天皇は先例のないことは許可されないと知った何者かが、新聞に巧みにリークしたのであろう。天皇は「面白くない」と言われている。
では、この「お言葉」どおりに、恩赦とりやめとなったかと言えば、結局そうはならない。まことに「意に満たなくても」内閣から規定通りの要請があれば裁可され、翌年二月十一日、五万人の減刑が行なわれた。
「新聞辞令」という言葉があるが、これなどは「新聞恩赦」だったのかもしれない。(略)
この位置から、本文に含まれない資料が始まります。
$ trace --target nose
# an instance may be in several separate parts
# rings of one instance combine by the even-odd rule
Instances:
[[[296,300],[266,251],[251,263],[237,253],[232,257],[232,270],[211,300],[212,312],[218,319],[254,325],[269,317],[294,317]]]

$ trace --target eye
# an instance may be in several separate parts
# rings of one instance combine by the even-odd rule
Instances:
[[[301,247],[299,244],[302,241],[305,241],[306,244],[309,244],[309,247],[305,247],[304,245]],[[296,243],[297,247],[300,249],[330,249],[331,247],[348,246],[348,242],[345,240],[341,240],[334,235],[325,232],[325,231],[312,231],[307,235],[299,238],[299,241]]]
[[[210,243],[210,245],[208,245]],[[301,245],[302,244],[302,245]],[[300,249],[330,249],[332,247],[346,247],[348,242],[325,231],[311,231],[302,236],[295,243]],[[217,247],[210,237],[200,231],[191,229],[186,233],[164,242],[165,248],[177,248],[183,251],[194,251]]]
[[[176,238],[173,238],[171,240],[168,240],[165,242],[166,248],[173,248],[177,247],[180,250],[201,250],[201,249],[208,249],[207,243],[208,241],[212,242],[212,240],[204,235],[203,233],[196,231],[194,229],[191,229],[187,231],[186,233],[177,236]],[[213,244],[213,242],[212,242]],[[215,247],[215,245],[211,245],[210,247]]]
日華事変が拡大すると、当然のことだが、英米や国際連盟などは、日本が中国に領土的野心を持つと見る。ところが杉山(元)陸相は「自衛」であって領土的野心などは毛頭ないという。では一体、何を目的に戦争をしているのかとなると、実はこれが、いまだに明らかでない謎としか言いようがない。いずれにせよ「西園寺公と政局」によれば、天皇と杉山陸相との間に、次のような問答があったという(昭和十三年九月十日)。
「陸軍大臣が、先月陛下に拝謁して、「英米に対して、日本は(中国に)領土的野心のないことを明らかにしたいから、外交機関を以てなんとかして頂きたい」ということを奏上したところ、陛下から陸軍大臣に対して「陸軍大臣はそう言うが、一体、部下の統制は取れるか」と御下問があったので、陸軍大臣は「責任を以て必ず取ります」と奉答したが、その後すぐに陛下は武官長を召されて、
「陸軍大臣は部下の統制は取れますと言ったが、それならば外国新聞の東京駐在者を官邸に招んで、陸軍大臣自ら、帝国には領土的野心はないことをはっきり言ったらどうか」という御伝言をなされた」
この「お言葉」に基づいて、外国人記者を官邸に招くなり、あるいは自らプレスクラブに出かけるなりして、彼らにはっきり「領土的野心」のないことを明言したか、となると、それを行なったらしい形跡はない。もしやれば、彼らの遠慮のない質問の前に立ち往生したであろう。
天皇の「御希望」は無視されたが、それは別に命令違反ということではない。」
〇 以前、安倍首相は、「自虐史観」を持つのはやめよう、というようなことを言ってました。でも、現在の私たちの国の首相が安倍氏であることを考えると、私たちは情けない国民だと、心から恥ずかしくなります。
私たちの国が、法治国家であるという前提を滅茶苦茶に破壊した
のが安倍首相です。
社会にはして良いことと悪いことがあり、悪いことをすると
罰せられるというルールがないがしろにされている、それが今の日本、私たちの国です。
私たちは、そんな人間を国のトップにしている。
辞めさせることが出来ずにいる。
こんな恥ずかしいことがあるでしょうか。